If you climb up the  stairs right next to the metro exit you will find a large downhill road: via degli Annibaldi. Walking along it and passing the intersection with Via Cavour you’ll end up in the Monti district. Here you’ll be really spoilt for choice.

My favorite place in the aera is  La Casetta,a cute little house covered in ivy that serves delicious desserts.

A good option for lunch is definitely Avocado bar. As the names suggests, this unusal place is specialized in avocado based dishes, including desserts. Food is delicious, healthy and totally instagrammable. 

For local, wholesome food and good wine go to  Ai Tre scalini, a  small traditional trattoria with a warm and cozy atmosphere, super popular among locals. Also great for aperitivo, if you manage to get a table.
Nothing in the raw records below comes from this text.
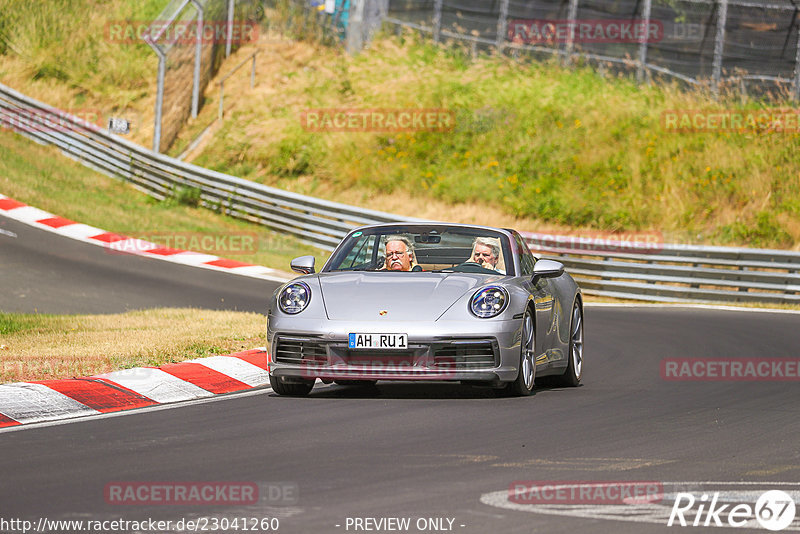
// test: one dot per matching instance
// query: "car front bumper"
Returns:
(473, 351)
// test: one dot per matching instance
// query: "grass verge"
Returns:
(544, 145)
(41, 177)
(40, 347)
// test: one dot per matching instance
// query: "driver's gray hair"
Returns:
(489, 242)
(403, 239)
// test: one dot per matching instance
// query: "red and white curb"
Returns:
(122, 244)
(50, 400)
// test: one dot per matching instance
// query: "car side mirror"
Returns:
(547, 269)
(303, 264)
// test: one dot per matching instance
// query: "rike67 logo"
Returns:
(773, 510)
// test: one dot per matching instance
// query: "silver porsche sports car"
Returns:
(426, 301)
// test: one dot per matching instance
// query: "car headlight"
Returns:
(489, 301)
(294, 298)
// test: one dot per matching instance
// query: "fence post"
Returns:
(642, 67)
(719, 44)
(231, 8)
(437, 20)
(162, 71)
(572, 14)
(797, 67)
(502, 25)
(253, 71)
(355, 27)
(198, 58)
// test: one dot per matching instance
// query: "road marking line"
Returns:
(32, 403)
(155, 384)
(236, 368)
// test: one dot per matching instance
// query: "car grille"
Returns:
(465, 355)
(300, 351)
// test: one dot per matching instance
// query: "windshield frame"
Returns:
(345, 246)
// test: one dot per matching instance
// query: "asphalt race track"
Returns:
(413, 451)
(47, 273)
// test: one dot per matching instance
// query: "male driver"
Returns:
(485, 252)
(399, 253)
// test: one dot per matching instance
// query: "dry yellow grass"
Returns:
(41, 347)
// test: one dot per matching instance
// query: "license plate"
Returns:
(378, 341)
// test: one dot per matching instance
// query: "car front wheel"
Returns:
(572, 376)
(523, 385)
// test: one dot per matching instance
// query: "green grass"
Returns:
(542, 142)
(36, 347)
(41, 177)
(15, 323)
(66, 41)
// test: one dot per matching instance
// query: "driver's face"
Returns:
(483, 254)
(397, 256)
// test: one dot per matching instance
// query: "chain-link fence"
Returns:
(191, 38)
(746, 45)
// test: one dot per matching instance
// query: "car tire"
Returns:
(574, 372)
(523, 385)
(300, 389)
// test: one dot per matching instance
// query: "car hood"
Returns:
(402, 296)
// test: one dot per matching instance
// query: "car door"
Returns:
(544, 302)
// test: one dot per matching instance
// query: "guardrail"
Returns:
(318, 222)
(664, 272)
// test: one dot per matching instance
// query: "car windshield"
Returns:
(424, 248)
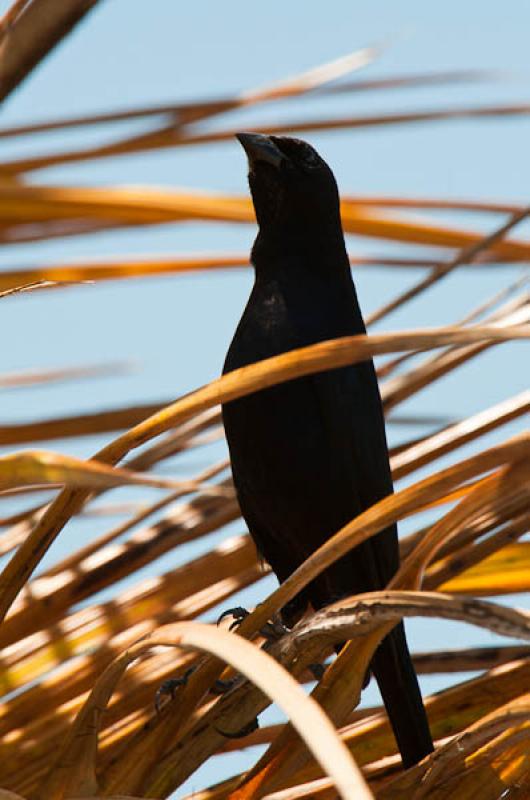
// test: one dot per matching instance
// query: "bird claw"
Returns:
(250, 727)
(238, 613)
(222, 687)
(170, 687)
(272, 631)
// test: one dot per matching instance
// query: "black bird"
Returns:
(309, 455)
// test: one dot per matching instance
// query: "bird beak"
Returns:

If not, you can always try le Tavernelle, aperitivo here is just as good and you can also stay for dinner.

For top quality aperitivo you can also Black Market or Fafiuché.

For you daily dose of dough+tomato+ mozzarella, go to Alle Carrette,a family run pizzeria with an extensive menù of wood oven backed pizzas. 

If you fancy some traditional, Roman cuisine I recommend Taverna Romana.

Another place is Suburra 1930, a fashonably vintage place offering traditional and modern food, a great selection of wine and delicious cocktails. 

Via San Giovanni Laterano, right in front of the Colossuem, is also known as Rome’s Gay street. The best and most famous place on this street is Coming out perfect for basically any time of the day, starting from brunch upto evening cocktails and live music.

If you go across the Colosseum’s archeological park you’ll get to Voodoo Bar, a very trendy place especially popular  during the summer. Come here for aperitivo or an evening cocktail in their gorgeaus garden to get a away from the city for a couple of hours in a tropical atmosphere.